Converting Calibration results from Reg Willson's format :
There is now a matlab script file willson_read.m that converts
the calibration parameters generated by Reg Willson's calibration code
into our convention. Visit page describing
the parameters for more information.
Selecting the intrinsic variables to estimate: The user can
now take some of the camera intrinsic parameters out of the
optimization. For example, it is possible to reject the principal
point from the optimization by setting the variable
center_optim to zero. It is also possible to reject the
distortion model by setting the variable est_dist to the binary
vector [0;0;0;0;0]. Other options as possible for the
distortion model. For example, setting only the first entry of
est_dist to one while leaving the other three entrie to zero
would restrict the optimization to be done using a one parameter
distortion model (first order radial distortion model). In addtion, it
is now possible to run the optimization over the skew coefficient
alpha_c by setting the binary variable est_alpha to
one. For example, visit the first and second calibration example pages, and the page describing the calibration parameters.

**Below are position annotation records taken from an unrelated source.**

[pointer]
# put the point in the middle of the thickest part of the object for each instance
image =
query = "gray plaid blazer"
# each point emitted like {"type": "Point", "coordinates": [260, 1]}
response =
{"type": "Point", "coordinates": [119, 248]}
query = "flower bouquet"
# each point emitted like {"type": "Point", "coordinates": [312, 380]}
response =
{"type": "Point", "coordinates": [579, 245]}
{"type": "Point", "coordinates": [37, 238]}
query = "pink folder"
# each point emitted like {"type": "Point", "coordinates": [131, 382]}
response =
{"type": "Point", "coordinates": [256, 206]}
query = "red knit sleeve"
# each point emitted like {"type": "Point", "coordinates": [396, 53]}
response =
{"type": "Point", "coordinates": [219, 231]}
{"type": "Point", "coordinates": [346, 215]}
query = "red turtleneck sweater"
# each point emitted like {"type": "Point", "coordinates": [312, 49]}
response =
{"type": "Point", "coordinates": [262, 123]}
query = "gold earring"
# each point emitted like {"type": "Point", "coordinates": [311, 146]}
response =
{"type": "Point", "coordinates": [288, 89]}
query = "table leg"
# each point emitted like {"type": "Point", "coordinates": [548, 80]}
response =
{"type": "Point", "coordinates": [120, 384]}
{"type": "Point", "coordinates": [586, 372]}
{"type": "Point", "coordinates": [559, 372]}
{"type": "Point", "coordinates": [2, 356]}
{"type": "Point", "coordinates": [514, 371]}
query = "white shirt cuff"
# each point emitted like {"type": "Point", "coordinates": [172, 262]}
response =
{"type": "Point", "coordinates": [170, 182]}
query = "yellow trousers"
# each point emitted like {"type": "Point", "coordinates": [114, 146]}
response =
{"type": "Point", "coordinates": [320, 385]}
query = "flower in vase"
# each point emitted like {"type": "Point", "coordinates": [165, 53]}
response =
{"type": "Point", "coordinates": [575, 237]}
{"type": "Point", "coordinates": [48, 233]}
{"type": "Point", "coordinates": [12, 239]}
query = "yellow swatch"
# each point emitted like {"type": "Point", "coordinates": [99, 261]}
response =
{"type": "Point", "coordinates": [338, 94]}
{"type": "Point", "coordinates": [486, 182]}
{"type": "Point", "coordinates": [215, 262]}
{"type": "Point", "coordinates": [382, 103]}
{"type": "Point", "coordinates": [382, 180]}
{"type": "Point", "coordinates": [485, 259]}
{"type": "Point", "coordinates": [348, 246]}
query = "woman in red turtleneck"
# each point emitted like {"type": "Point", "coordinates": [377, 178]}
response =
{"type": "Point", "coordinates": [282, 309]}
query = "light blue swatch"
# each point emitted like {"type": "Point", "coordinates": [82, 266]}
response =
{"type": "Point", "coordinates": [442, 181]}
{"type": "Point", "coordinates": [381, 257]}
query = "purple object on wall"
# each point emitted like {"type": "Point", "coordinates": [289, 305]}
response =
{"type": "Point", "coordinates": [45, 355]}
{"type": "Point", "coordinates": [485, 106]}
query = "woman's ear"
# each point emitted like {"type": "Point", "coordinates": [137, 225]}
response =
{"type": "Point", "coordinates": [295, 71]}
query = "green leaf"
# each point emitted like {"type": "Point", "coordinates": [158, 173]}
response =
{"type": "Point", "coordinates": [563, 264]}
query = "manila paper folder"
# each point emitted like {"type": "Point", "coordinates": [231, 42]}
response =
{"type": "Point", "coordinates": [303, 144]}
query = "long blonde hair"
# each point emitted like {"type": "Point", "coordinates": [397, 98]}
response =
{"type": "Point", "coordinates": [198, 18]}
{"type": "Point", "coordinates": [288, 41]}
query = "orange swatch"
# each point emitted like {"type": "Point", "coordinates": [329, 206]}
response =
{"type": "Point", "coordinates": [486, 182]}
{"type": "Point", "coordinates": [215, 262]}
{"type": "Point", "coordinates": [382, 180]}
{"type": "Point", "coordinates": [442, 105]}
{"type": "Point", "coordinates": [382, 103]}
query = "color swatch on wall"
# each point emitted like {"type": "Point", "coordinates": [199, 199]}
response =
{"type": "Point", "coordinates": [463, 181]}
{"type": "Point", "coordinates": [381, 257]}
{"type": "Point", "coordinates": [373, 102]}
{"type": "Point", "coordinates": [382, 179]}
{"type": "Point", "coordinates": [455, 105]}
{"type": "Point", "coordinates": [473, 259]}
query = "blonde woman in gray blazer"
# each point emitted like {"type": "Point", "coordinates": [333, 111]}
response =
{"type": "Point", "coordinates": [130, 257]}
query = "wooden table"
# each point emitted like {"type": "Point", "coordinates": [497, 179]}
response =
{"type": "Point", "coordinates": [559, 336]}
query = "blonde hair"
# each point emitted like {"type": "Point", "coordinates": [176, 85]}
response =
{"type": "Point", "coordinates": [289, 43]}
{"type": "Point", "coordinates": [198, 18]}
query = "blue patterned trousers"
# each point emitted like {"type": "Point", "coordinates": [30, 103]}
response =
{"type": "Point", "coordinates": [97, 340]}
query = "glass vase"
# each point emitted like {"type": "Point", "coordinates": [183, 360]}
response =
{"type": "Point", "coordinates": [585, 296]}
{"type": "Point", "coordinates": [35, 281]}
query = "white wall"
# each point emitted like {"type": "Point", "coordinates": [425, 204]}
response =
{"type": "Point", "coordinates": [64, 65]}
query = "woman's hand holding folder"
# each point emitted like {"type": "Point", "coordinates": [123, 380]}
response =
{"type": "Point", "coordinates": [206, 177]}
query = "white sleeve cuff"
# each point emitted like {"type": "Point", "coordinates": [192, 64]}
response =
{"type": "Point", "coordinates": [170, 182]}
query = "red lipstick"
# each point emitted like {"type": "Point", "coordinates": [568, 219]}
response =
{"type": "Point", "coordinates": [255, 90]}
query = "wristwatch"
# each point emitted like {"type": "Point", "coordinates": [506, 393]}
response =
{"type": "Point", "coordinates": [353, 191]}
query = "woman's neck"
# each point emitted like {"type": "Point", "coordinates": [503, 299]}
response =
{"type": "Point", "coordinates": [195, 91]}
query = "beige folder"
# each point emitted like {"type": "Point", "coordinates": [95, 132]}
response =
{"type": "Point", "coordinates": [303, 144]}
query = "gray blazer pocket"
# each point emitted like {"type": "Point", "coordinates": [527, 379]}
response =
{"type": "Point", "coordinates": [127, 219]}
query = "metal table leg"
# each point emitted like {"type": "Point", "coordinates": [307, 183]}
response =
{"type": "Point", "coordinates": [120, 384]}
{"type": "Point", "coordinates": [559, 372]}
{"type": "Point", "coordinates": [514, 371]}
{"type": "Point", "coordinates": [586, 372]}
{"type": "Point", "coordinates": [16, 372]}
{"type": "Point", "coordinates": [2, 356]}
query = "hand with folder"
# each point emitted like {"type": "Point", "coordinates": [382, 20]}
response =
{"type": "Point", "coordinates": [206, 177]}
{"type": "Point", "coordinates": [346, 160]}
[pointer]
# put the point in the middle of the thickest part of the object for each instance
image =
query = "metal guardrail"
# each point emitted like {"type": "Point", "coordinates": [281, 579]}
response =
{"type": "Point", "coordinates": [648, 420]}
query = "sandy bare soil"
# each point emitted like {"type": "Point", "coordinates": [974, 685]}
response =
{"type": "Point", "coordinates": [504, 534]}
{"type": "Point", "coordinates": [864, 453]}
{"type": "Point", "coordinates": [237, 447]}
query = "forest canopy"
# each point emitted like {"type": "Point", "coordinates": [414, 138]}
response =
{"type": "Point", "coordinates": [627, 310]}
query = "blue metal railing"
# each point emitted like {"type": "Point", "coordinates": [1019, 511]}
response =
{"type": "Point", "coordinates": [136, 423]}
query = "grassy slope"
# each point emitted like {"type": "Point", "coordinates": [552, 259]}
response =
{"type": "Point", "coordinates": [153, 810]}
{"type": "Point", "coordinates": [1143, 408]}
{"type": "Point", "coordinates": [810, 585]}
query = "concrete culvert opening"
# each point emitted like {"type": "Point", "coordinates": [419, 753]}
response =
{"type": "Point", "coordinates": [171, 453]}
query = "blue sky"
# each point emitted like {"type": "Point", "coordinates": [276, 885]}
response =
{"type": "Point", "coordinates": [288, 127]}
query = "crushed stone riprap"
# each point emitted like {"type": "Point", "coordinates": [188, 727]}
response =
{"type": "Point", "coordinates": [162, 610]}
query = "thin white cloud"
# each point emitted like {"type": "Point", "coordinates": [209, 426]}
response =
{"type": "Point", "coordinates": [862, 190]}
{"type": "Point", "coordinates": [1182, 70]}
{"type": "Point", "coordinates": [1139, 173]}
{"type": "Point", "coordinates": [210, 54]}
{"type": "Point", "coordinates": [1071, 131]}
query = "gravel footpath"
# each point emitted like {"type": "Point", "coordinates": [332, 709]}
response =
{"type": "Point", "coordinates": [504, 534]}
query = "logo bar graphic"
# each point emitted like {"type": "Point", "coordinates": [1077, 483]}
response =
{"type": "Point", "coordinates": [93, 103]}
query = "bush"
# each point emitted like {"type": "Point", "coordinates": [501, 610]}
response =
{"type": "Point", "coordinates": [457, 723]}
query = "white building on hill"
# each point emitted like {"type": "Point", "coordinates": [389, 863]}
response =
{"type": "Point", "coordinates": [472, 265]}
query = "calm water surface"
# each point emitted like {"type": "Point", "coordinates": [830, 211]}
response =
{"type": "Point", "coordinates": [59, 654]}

Now estimatates the Uncertainties: Now, the main
optimization function go_calib_optim.m returns the
uncertainties attached to the estimated calibration parameters
(intrinsic and extrinsic)
Look at the function
go_calib_optim_iter.m for more information.
Stereo calibration: To calibrate a stereo system you may use the stereo calibration
script calib_stereo.m. This script is not documented here, but a lot of information can be retrieved by typing help calib_stereo in the main Matlab window. Many users have successfully used it.